一日一回カけてもらわないとダメな人魚の私が、あなたと海水浴してフラれました。

夢沢となR19

第1話

 


私はマーメイドのマメ。

ある日、海を泳いでいたら入り江に近づいちゃって、人間に釣りあげられた。



ざっぱああぁん! 



急にほっぺを無理やりひっぱられて、痛すぎて、自分から海面へ飛びあがった。


「うおっ!?」


キラキラキラキラ……


海水の尾をひいて大ジャンプした私を、

三人の男性が見あげている。

一人がうおっ、と立ち上がり、

もう一人は釣り竿を持っていて、

あともう一人はメガネ……私は海に落ちた。


「人魚だ! 釣り上げろ!」

「いや人魚は食いたくない」


私は海に鼻までつかって、彼らを見た。

木の簡易ボートに乗っている、私と同い年くらいの人間のひとたち。

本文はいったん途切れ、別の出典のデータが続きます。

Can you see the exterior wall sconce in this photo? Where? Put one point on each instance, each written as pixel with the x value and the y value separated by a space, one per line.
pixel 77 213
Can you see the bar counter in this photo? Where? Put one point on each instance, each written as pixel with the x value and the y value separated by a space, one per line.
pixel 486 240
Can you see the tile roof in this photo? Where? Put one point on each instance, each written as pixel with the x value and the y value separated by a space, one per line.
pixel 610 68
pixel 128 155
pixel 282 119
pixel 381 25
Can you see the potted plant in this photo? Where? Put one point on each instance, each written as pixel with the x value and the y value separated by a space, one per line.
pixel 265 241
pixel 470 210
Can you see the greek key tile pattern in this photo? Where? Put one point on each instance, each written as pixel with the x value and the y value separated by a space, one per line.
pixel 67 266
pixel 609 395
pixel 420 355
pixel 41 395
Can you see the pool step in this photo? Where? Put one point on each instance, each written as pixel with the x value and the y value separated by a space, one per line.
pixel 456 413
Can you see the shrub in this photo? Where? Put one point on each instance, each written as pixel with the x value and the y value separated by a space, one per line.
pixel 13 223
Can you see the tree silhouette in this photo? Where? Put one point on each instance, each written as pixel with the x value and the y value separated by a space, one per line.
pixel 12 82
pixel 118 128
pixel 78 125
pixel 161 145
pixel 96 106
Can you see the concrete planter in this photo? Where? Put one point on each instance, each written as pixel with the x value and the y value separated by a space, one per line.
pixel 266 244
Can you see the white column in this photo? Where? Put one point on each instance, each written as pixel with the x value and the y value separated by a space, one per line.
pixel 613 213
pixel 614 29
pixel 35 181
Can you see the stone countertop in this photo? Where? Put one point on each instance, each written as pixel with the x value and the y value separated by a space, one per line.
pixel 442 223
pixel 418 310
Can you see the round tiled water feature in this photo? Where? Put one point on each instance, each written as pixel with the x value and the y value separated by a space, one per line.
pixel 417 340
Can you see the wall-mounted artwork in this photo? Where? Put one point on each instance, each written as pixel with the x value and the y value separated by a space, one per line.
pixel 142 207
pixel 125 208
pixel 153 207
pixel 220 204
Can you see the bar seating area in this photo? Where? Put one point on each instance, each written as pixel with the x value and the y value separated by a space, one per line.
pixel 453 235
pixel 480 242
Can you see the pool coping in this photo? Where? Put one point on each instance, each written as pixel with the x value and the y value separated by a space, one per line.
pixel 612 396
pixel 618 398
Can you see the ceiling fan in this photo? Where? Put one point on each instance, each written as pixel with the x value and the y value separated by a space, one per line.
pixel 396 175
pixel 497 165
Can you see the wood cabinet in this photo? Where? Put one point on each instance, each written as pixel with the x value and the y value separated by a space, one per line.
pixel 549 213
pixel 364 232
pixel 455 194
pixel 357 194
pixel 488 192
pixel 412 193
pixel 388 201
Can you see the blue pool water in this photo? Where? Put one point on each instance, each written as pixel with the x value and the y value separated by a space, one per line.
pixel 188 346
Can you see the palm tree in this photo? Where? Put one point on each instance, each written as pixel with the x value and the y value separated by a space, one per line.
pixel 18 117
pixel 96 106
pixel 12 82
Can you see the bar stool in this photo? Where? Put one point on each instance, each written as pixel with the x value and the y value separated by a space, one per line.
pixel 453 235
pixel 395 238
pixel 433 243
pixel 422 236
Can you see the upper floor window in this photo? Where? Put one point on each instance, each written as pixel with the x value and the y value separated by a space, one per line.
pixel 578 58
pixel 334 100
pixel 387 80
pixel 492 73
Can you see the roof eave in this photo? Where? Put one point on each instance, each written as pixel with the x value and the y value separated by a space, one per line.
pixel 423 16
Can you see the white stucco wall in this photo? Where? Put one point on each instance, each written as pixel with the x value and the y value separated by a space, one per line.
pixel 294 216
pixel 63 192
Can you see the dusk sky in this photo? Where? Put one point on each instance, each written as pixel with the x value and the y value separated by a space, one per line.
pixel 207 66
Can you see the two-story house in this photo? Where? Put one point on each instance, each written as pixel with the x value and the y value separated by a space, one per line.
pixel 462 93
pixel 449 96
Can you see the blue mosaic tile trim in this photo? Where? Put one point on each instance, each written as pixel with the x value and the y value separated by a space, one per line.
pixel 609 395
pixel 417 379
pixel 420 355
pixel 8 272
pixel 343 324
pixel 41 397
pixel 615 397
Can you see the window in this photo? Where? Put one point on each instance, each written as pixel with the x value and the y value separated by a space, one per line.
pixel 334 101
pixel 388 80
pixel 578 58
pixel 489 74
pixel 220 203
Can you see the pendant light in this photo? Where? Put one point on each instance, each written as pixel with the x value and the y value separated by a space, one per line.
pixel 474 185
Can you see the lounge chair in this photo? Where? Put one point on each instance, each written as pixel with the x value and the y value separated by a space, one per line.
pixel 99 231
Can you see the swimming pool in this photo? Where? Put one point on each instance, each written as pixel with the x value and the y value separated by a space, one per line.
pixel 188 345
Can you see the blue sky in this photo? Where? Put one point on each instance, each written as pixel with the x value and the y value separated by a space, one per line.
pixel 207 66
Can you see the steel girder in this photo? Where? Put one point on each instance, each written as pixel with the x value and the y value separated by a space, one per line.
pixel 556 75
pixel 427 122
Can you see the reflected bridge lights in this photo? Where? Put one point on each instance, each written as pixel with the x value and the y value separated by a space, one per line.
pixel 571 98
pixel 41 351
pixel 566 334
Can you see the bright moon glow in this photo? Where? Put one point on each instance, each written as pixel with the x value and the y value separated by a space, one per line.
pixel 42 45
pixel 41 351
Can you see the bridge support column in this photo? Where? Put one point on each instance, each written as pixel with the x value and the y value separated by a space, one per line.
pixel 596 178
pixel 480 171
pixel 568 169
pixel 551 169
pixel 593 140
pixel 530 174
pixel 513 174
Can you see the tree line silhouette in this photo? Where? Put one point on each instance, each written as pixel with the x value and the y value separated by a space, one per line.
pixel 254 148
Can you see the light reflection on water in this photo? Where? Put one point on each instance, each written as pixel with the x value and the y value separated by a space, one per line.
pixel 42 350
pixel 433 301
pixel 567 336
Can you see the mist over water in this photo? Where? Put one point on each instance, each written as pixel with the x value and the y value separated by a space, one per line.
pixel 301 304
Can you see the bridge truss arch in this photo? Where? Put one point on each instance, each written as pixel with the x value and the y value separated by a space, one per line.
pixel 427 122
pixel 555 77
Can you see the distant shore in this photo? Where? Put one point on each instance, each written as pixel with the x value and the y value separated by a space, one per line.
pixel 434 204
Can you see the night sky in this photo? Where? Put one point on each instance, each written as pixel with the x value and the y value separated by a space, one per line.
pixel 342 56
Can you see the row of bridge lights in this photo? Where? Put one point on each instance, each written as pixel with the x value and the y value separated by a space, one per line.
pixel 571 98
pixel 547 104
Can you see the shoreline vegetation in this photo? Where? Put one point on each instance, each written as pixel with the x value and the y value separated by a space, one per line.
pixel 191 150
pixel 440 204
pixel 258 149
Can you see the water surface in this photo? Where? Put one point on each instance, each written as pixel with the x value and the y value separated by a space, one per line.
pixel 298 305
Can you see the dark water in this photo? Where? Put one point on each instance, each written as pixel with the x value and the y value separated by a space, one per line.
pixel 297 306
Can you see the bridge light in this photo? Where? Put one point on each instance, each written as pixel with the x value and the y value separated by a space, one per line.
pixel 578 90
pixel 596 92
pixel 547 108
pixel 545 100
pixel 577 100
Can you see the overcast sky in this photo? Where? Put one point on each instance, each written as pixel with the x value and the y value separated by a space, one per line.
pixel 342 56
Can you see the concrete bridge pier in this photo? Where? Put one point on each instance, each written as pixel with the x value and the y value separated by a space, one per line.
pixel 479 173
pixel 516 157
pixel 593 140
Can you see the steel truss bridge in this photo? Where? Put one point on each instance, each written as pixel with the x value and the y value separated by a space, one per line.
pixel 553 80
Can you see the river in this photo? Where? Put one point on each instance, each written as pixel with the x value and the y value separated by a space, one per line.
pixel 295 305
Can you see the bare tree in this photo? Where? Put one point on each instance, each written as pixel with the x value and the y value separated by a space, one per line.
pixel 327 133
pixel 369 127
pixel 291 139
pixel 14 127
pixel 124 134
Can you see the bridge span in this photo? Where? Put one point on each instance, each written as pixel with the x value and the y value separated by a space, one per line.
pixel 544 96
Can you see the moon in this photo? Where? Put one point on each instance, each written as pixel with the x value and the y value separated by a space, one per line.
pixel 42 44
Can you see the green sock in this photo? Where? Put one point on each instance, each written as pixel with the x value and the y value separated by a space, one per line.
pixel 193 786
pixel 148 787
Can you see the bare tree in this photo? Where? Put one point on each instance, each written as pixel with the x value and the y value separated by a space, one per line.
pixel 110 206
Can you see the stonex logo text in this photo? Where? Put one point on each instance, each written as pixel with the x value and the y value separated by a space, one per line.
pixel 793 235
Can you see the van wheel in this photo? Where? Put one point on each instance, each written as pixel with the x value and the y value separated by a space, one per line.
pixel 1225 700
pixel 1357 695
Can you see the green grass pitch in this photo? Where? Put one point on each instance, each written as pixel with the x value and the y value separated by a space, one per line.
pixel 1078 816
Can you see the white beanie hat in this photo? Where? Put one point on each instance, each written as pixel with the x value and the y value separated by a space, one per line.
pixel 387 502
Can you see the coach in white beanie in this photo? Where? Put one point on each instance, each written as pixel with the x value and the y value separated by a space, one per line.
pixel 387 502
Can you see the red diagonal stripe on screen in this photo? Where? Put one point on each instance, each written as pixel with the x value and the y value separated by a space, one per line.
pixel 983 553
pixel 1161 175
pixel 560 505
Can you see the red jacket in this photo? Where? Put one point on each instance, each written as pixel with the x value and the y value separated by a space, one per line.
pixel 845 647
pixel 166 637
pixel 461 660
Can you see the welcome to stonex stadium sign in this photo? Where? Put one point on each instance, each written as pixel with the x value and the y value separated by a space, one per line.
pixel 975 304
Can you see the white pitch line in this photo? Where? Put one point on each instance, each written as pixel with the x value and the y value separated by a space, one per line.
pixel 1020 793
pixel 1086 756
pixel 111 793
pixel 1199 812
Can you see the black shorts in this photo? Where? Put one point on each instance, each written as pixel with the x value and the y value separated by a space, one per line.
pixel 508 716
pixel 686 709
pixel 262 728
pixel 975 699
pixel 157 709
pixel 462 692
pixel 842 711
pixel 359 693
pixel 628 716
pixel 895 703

友達同士みたい。

「世界一周」って旗を掲げてる。


「おい人魚、こっちへ来い!」


声の大きい人に手招きされて、

私は腰をうねらせてボートへと泳いだ。


「ほーう。浅葱色の髪、桃色の瞳、美しい顔はまるで暁の海辺のように見とれるものではあるが、……貧乳だな! 人魚ってもっとこう……こうじゃないの?」

と胸の前で手の指を広げてみせる。


私はうつむいた。小さくふくらんだおっぱいを小さい貝で隠している自分が恥ずかしくなった。


「食う身がなさそうだ」

釣り竿の人が言った。


この人が私の口に針を引っかけたのだ。痛みで涙がでてる。だけど全身ずぶぬれだから、彼らは私が泣いているのに気がつかないみたいだ。


と、メガネの男の人が動いた。


「針を外してあげた方がいいんじゃない?」

「オレはやだよ! グロいって!」

「エサもつけてないのになんでひっかかったんだ」


涙目の私はメガネの彼の方へ寄っていった。


「……いったそうだなぁ……」


いっしょうけんめいな目をして、

針を外してくれる彼の顔を私は口をあけながら見ていた。


この人、私を助けようとしてくれてるんだ……。やさしいな。